Musk announced Sunday afternoon that “X.com” would redirect to “twitter.com” and unveiled a new logo for the rapidly tanking website. He had previously insisted on using the name “X” for what would become PayPal, a sticking point that led to internal disagreements and reportedly contributed to his ousting from the company in 2000.

Musk bought the X.com domain back from PayPal in 2017, and apparently has been saving it for this momentous occasion (his site crashing and burning before our very eyes).

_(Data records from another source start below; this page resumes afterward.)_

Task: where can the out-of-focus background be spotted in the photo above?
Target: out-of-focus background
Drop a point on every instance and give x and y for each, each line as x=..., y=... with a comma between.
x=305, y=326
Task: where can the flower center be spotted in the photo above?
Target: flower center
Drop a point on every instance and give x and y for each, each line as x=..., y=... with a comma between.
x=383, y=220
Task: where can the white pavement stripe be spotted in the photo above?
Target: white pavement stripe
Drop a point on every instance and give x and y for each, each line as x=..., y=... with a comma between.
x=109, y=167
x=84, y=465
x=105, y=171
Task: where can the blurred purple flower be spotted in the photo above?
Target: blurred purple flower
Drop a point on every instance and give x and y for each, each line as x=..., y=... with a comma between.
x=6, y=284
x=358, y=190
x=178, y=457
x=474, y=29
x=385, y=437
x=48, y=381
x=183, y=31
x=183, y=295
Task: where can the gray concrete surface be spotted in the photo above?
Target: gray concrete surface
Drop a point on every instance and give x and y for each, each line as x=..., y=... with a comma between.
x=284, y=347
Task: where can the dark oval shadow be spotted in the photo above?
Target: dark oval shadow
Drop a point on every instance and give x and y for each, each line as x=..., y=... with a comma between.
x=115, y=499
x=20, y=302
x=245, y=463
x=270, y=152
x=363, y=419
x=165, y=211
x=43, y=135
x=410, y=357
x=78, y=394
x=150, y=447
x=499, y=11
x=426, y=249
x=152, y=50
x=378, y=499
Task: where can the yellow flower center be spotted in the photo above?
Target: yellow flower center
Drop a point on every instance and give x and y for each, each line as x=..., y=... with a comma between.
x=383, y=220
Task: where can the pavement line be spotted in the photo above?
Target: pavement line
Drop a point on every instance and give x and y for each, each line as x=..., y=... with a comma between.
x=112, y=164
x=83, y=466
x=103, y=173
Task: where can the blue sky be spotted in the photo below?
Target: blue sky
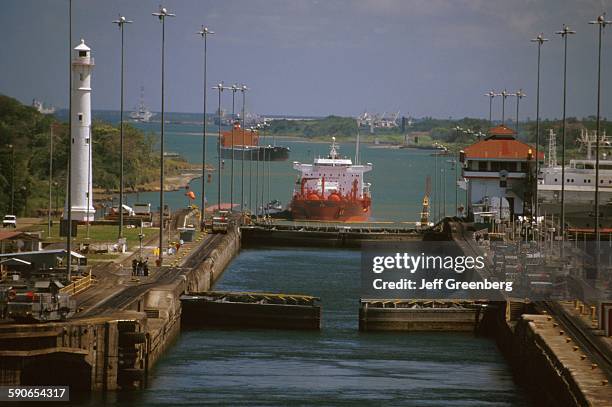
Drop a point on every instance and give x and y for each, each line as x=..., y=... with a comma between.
x=308, y=57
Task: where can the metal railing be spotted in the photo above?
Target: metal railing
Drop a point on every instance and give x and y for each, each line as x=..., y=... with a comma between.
x=78, y=285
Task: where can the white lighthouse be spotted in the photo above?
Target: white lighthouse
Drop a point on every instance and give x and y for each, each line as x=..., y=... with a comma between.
x=80, y=133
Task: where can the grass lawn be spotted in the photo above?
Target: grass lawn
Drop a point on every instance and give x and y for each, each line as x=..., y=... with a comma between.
x=97, y=233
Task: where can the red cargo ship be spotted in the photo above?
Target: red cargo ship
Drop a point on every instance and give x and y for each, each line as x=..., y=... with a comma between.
x=331, y=189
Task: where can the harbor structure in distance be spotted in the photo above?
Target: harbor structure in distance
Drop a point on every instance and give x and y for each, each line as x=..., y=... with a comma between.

Much like everything else since Musk took Twitter’s reins, the rebrand rollout has not exactly gone smoothly. Ryan Mac and Brian Merchant, the tech reporters for The New York Times and the Los Angeles Times respectively, both tweeted that X.com actually redirected them to GoDaddy, a domain-hosting platform.

Twitter founder Jack Dorsey also experienced the website malfunction. When he tweeted about it, a current Twitter employee blamed the problem on the domain name system, or DNS. Supposedly, X.com’s data storage system was showing old data to some users.

The only problem is, that was Sunday night. Users who type “X.com” into the URL bar are still being directed to GoDaddy on Monday afternoon.

Musk has not commented further on the issues. He has said he wants X to be “the everything app,” but it’s pretty hard to be someone’s everything when nothing works.